Though when it comes to my children, I work on that. That I have to work on. I have to be there with them. And when I’m there with them, I have to be present.
And there are some things that get pushed aside in that, in that life-wake, but I need to do more. Plus, I can’t count on the future of anything, really. I don’t have a 401K. This isn’t a huge restaurant that’s a cash cow that supports me. I mean I’m still serving, man, and that’s partially because I have to. So I don’t have a big safety net at all. I’m looking to slowly needlepoint myself one, or whatever. The next place [St. Dinette, a new restaurant Niver and chef Fratzke are opening together] is a key component. But I know that I need three or four or five things going concurrently, over a period of 10 to 15 years — minimum — to get me through so that I may one day retire. I know that that’s the case, so that’s gonna drive me to do more.
HEAVY TABLE: Is there anything else you’d like to say that’s on your mind about running the front of the house, about service? Anything that you think about a lot, that you would love for people to know?
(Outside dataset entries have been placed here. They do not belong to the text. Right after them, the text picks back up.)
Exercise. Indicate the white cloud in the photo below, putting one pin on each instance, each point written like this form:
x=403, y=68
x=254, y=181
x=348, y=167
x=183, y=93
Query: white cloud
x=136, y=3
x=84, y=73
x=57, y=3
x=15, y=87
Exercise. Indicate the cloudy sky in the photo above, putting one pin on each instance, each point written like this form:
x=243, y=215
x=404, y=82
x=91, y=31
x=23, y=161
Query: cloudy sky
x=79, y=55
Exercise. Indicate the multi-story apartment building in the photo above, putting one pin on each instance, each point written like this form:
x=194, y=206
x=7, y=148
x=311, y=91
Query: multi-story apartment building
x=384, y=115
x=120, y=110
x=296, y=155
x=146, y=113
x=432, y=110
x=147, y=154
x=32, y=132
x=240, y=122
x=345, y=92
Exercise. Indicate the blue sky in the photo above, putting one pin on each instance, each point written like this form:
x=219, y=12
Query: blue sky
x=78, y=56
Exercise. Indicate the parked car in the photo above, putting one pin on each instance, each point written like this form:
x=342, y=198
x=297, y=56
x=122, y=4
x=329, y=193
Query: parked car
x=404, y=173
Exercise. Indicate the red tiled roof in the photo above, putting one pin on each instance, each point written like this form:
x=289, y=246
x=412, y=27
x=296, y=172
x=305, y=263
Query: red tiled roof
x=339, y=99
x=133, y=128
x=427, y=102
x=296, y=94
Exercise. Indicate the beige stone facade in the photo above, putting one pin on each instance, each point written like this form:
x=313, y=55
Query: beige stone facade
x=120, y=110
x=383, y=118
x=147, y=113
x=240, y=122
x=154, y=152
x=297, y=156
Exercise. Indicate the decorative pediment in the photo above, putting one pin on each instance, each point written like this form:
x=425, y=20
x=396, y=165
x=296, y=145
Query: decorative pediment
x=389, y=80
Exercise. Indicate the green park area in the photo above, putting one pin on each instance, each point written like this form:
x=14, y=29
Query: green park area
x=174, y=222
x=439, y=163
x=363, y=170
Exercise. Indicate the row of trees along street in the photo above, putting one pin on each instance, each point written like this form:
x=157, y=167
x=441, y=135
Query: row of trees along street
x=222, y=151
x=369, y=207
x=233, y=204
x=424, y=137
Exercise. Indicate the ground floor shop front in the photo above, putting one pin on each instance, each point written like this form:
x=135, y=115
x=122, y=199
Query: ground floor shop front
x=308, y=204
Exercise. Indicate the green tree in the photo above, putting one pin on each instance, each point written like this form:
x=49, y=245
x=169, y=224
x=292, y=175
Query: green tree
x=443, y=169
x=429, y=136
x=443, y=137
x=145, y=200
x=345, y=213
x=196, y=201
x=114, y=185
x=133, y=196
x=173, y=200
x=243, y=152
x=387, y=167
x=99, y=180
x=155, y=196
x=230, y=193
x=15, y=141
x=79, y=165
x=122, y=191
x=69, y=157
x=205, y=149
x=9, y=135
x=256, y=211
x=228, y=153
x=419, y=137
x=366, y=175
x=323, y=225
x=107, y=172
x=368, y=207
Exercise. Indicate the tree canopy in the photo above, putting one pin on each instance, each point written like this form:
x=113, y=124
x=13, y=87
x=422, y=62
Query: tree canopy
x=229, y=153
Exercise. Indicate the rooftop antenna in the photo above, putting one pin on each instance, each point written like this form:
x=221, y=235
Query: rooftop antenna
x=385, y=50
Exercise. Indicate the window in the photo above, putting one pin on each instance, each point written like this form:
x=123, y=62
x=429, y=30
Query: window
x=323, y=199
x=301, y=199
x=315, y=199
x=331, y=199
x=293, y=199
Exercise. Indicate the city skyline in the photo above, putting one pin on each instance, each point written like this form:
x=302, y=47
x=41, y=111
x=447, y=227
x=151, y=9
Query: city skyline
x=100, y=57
NIVER: Well, I think the most important thing that I’d like people to know is the fact that I do respect everybody. I do desire to take care of everybody very well. And I may not have to restate that, and I think people may say, “Well, of course, that’s your job,” but, while I don’t look at your Yelp reviews, it matters. Everybody that walks through that door is doing something for me and for my family. We have so much appreciation for that, every day, that I don’t get to tell them other than “thank you” when you leave. But I say to myself, literally, every day, how lucky I am. I know I am. I don’t take it for granted. I don’t take anybody for granted that comes here to help us do what we do. Maybe that’s it.